Но как же я был раз видеть Дея-нии! Ка-Бум совсем не изменился. Даже причёска всё та же, хах… А ведь мы так редко видимся. Ка-Бум-нии-чан ведь студент универа, того самого, в который наверняка попадёт Саске. Как же я ему завидую… Ксо!Я тоже хочу быть рядом с любимым. Пусть у него их два. Я никогда не стал бы разделять свою любовь. Ладна, лучше не говорить о том, чего я не понимаю. Я не был на месте нии, не мне его судить. Просто… он причиняет боль Итачи-нии, старшему брату Саске. И я не знаю, как поступить, что чувствовать и на чьей стороне я должен быть. Я ведь хочу помочь обоим. Только тут… я ничем не могу помочь. Лишь стоять и смотреть. Потому что это не моя жизнь и у меня нет права лезть в неё. Да я и всё равно понятия не имею, что нужно исправлять, чтобы всё стало в порядке, все счастливы и тэпэ.

Наверное, только об этом я не решился поговорить с Саем.

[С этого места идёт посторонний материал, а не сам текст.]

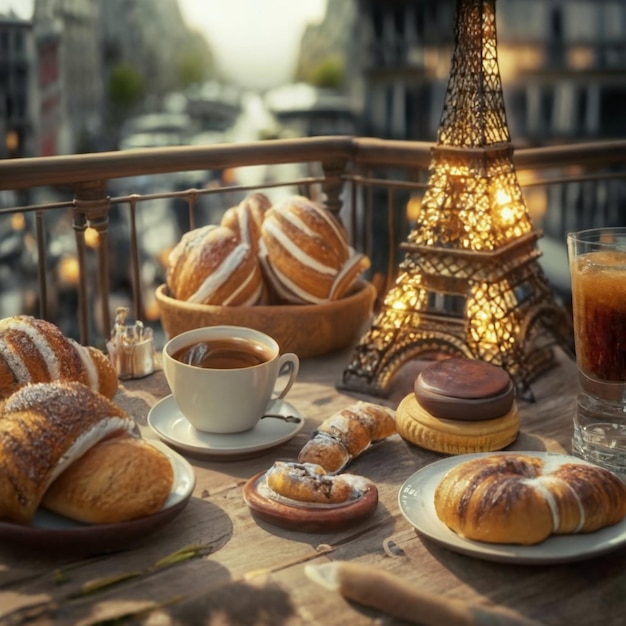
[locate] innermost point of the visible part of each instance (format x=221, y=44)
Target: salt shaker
x=130, y=347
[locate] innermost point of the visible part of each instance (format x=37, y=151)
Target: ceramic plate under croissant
x=52, y=535
x=306, y=329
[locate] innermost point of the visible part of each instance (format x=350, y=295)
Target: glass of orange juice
x=597, y=259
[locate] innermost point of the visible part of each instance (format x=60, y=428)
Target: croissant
x=346, y=434
x=521, y=499
x=44, y=427
x=108, y=483
x=36, y=351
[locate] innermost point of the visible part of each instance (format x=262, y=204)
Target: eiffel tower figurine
x=470, y=284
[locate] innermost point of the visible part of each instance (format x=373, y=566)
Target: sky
x=255, y=42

Потому что не моя тайна. В остальном я рассказывал всё. Почти всё.

Даже проводил в мамину мастерскую и показал её тайную комнату. Полутёмная, с плотно занавешаным шторами она разительно отличалась от остальных. Задрапированные чёрным стены, стилизованные под свечи светильники… И множество картин – на стенах, на полу, на подоконнике, на мольбертах и даже на потолке. Листы ватмана, полотна… всё что угодно, на чём было бы можно рисовать. И везде одно лицо. В разных вариациях, написанное разными стилями, с немного различными чертами лица, с иными причёсками, одеждой. Словно художник не был уверен до конца в том, как выглядит его модель. Да он… то есть она и не была уверена, не могла быть уверена, потому что никогда не видела этого человека, лишь представляла себе. Удивительная хрупкая девушка, очень похожая на меня – по крайней мере, так говорила мама – с золотистыми, как у меня и отца или клубничными, как у неё волосами, с ярко-голубыми или тёмно-зелёными глазами, непременно стройная, полногрудая и весёлая. Мама рисовала её снова и снова, ребёнком и взрослой, невестой и матерью, даже старушкой, одну или в окружении семьи, моих друзей и… Только никогда – мёртвой. Была одна картина, где эта девушка спала, одетая в длинное белоснежное платье, на роскошной кровати с золотыми столбиками, шёлковым балдахином и виднеющимися сквозь окно плетями шиповника – точно в сказке о спящей красавице. Сложенные на груди руки, плотно закрытые глаза… Словно мёртвая. Но всё-таки живая, ждущая своего принца.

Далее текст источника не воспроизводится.